On November 6, Cricket SA (CSA) said they were “carrying out an investigation after gathering intelligence that an international syndicate is attempting to corrupt domestic cricket in SA”.
CSA said on December 15 that they had provisionally suspended an “intermediary” for “contriving to fix, or otherwise improperly influence aspects of the 2015 (franchise) … T20 … series and with failing or refusing, without compelling justification, to co-operate with an investigation carried out by CSA’s designated anti-corruption official”.
Speculation has since mounted about the identity of the “intermediary”. The latest theory is centered on an as yet unnamed former national player.
Whoever the guilty party is, they should be quaking in their boots.
The “Prevention and Combating of Corrupt Activities Act” of 2004 includes what is known as the “Hansie” clause, a reference to former SA captain Hansie Cronje, who was banned from cricket for life in 2000 for accepting money to illicitly influence the outcome of matches.
According to the Act, “Any person who … accepts or agrees or offers to accept any gratification from any other person … or gives or agrees or offers to give to any other person any gratification … in return for engaging in any act which constitutes a threat to or undermines the integrity of any sporting event … including, in any way influencing the run of play or the outcome of a sporting event; or not reporting the act … is guilty of the offence of corrupt activities relating to sporting events”.

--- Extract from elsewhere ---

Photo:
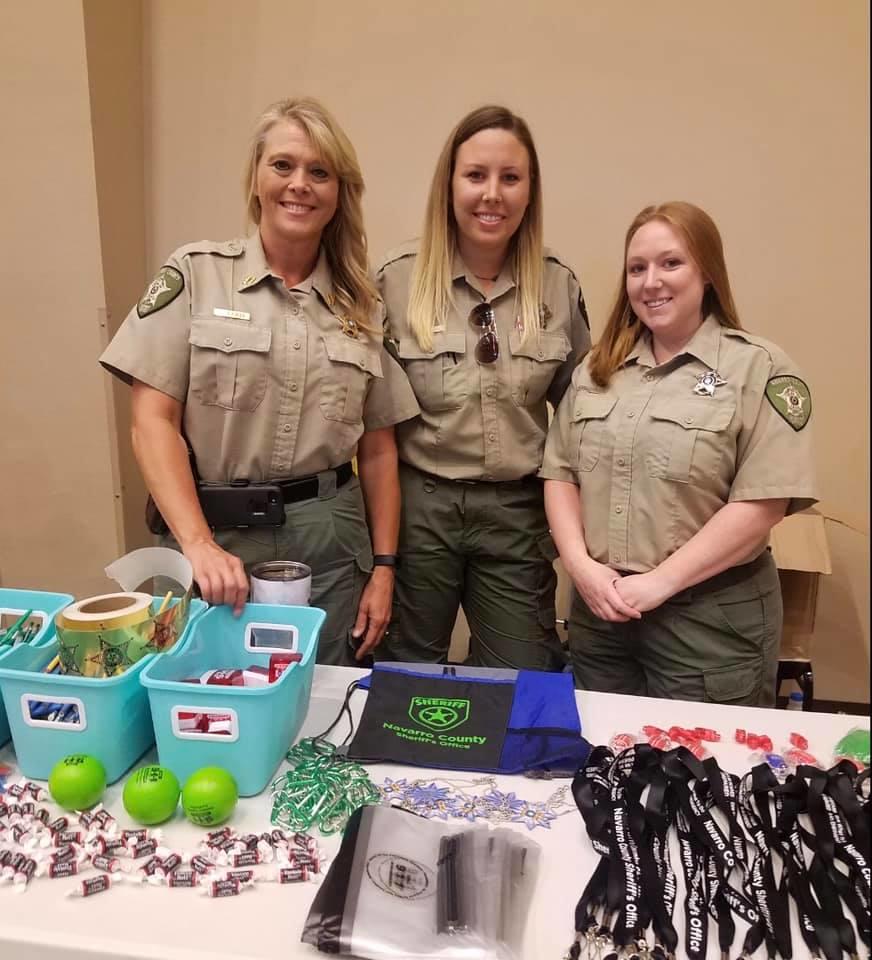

That means all those who make such offers, as well as those who know of offers but do not reveal them to the relevant authorities, are guilty of breaking the law.
The stipulated penalties include a fine or imprisonment – up to a life sentence if the accused is convicted in the High Court. That drops to a maximum of 18 years if the case is heard in a regional court, and five years in a magistrate’s court.
Exactly who is in trouble remains a mystery, although several names have been bandied about.
“The investigation is still under way,” CSA spokesperson Altaaf Kazi said on Wednesday. “We don’t have any further comment.”
He could not provide any answers about the investigation team or the anti-corruption unit, saying he, too, was in the dark about their workings.
Asked whether the investigation was internal or had been handed to the SA Police Services, Kazi said: “We are waiting for our anti-corruption unit. Only then will we know where we stand.
“I don’t know if the person has been charged at a police station in accordance with SA law. That is for the anti-corruption unit to decide.
“We have said in a statement that a person of interest has been identified. That person is the intermediary. Whether the intermediary is also the former Proteas player I don’t know because I am far away from the investigation.”